On a routine trip, she might have taken her time in the main thoroughfare, enjoying the excitement and the sights. But this was no routine trip. Her father might think he could find Pyrgus in the Analogue World, but she wasn't so sure. For days now, a snatch of conversation had been replaying in her mind:

'I thought that dreadful Hairstreak must have killed you! It was nearly three days before I could get any word of you at all!'.'

And Pyrgus said, 'Hairstreak never got near me. It was someone else who nearly killed me.'

They'd been in the chapel, just before Pyrgus stepped through the portal and disappeared. It was someone else who nearly killed me. He'd tried to pass it off as a joke, but she knew her brother very well. That wasn't a joke – it was a slip of the tongue. There was something Pyrgus didn't want her to know about… or anybody else for that matter. He always dreaded making a fuss. But there was somebody who'd nearly killed him. Not Hairstreak either, someone else. And minutes later someone tried to kill him again, someone injected poison into his veins and sabotaged the House Iris portal. Was that a coincidence? Holly Blue thought not.

She pushed past a chorus line of synchronised sword swallowers and entered Garrick Lane. This had been the site of the very first playhouse. The building was long gone now, but the lane itself was still the beating heart of Northgate's theatre district.
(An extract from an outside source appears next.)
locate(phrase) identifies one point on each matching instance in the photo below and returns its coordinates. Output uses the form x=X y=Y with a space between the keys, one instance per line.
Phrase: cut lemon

She passed the garish facades of the Moon and the Globe and the Garrick itself before she reached the narrow, unassuming stairway next door to the old sorcery supply shop. A guardian illusion stopped her on the first landing.

'Who dares seek audience with the Painted Lady?' it asked portentously.

Blue smiled to herself. A typical guardian illusion was set to say something like Please state your name and business, but that would never do for Madame Cardui. She believed in creating an impression before you even met her. The illusion itself was custom made. Where most people were content to buy a standard doorman, this thing was an eight-foot-tall djinn complete with black beard, baggy pants and turban. Its eyes glowed like burning coals.

'Little Boy Blue,' said Blue quietly and the creature dissolved in a cloud of theatrical green smoke. She walked up another flight and knocked politely on a partly curtained door.

'Come in, my deeah, come in!' commanded a shrill voice.

Madame Cardui's salon was extraordinary by any standard. Lush, rich washes of colour writhed over every wall, occasionally dissolving into brief, mind-numbing vistas full of manticores and unicorns. The furnishings seemed to consist almost entirely of lavish silk and velvet cushions, interspersed with the occasional low table offering water-pipes of purple opium and shallow crystal bowls of Turkish delight. A heady smell of incense hung thickly in the air, its scent continually changing yet somehow retaining a constant undertone of jasmine. Sensual simbala music wailed and purred on the outer edge of audibility but managed, as simbala music always did, to insinuate itself inside your body and your brain.

But most extraordinary of all was Madame Cardui herself. The Painted Lady reclined in a black lace peignoir on a pile of cushions, attended by her orange dwarf and translucent Persian cat. Miniature mechanicals chattered busily on the table beside her, manufacturing exotic bonbons and sachets of strange powders. She was slim as a reed, except for her bust which retained the vast enhancements of her theatre days. The skin beneath the heavy make-up was veined and networked with fine wrinkles, but her eyes were dark and bright and liquid as they'd ever been.